/stats_benchmark

Primary LanguageGoThe UnlicenseUnlicense

stats_benchmark

This project provides tests and benchmarks of the Go library "stats" using the data set Anscombe's quartet. It includes benchmarks of the same operations in Python and R for comparison.

Installation and Dependencies

This project can be cloned through git with the following command:

git clone https://github.com/Meowcenary/stats_benchmark.git

In order to run the Python and R benchmarks you will need to install Python 3.7.11 and R 4.3.1. Additional dependencies for Python can be installed from within the anscombe_quartet_benchmark_py/ with: pip install -r requirements.txt.

Running the Tests

The tests for the stats package can be viewed in in stats_test.go. The tests can be run From the root directory of the project with go test

Running Benchmarks

Go benchmarks, which are included alongside the tests in stats_test.go, can be run from the root directory of the project with go test -bench=.

The Python benchmarks can be run by switching to the directory anscombe_quartet_benchmark_py/, installing dependencies from requirements.txt (if you have not already done so), and finally running the script with python3 anscombe_quartet_benchmark.py

The R benchmarks can be run by switching to the directory anscombe_quartet_benchmark_r/ and running the script with Rscript anscombe_quartet_benchmark.R

Comparing Go, Python, and R

Statistical Calculation

The Go library "stats" calculates linear regression coeffcients, intercepts, and gradients for the data set "Anscombe's quartet" that align with the output from the provided Python and R scripts. The tests and data can be viewed within stats_test.go.

Benchmarks

Each script was benchmarked ten times with the fastest, slowest, and average time recorded below.

The Go "stats" library had an average run time of 0.0000025 ns with the slowest time at 0.0000029 ns and the fastest time at 0.0000020 ns.

The Python script had an average run time of 5.838 ns with the slowest time at 6.01 ns and the fastest time at 5.69 ns.

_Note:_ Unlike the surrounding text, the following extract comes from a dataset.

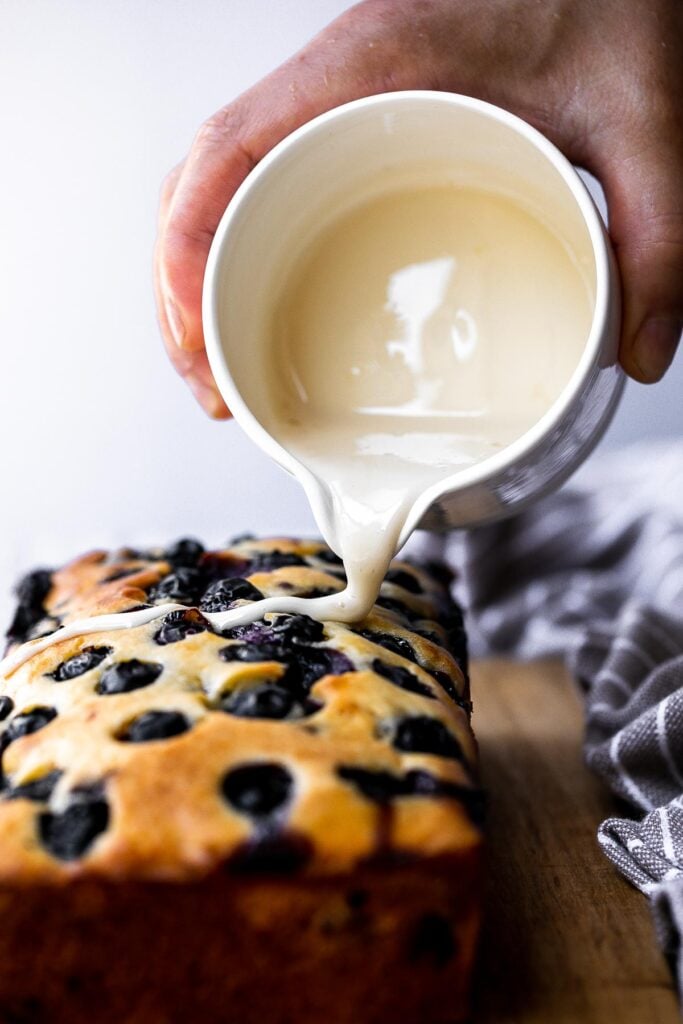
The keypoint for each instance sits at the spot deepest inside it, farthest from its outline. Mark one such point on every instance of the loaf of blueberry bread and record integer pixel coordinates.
(278, 823)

Finally, the R script had an average run time of 19190070 ns with the slowest time at 20943880 ns and the fastest time at 18280030 ns.

These comparisons are from relatively small data sets and at scale the gap between Go's run time versus both Python and R will only widen.

Other Potential Concerns

One of the most common concerns with migrating from languages like Python or R to Go is the learning curve of Go's syntax, best practices, and tools. While Go can be intimidating to look at compared to the syntax of Python or R, the relatively small language specification and philosophy of having a single solution to a problem leads to simple solutions that can be easily understood even with little experience in the language. There are also many books written on learning Go and thorough documentation that reduce the learning curve through examples. Regarding tooling, Go's installation includes standard tools for packaging, testing, and linting. By providing a standard out of the box there is no need to look for external tools to handle these common tasks which is convenient, removes the need to argue for one tool versus another, and avoids adding external dependencies.

Another common concern with migrating programming languages is finding replacements for libraries. The library "stats" tested in this repository with Go's standard packages provides everything needed to produce the output from the Python and R scripts. Though R does not require additional libraries, Go only require one while Python requires three. While R has the functionality built in, the run time is significantly slower. With the expectation that large data sets will need to be analyzed, efficiency is the main priority and the cost of a single dependency is outweighed by Go's superior efficiency.

Based on the efficiency, small language specification, readily available learning materials, and testing of the stats library it is my recommendation to use the Go programming language for future development.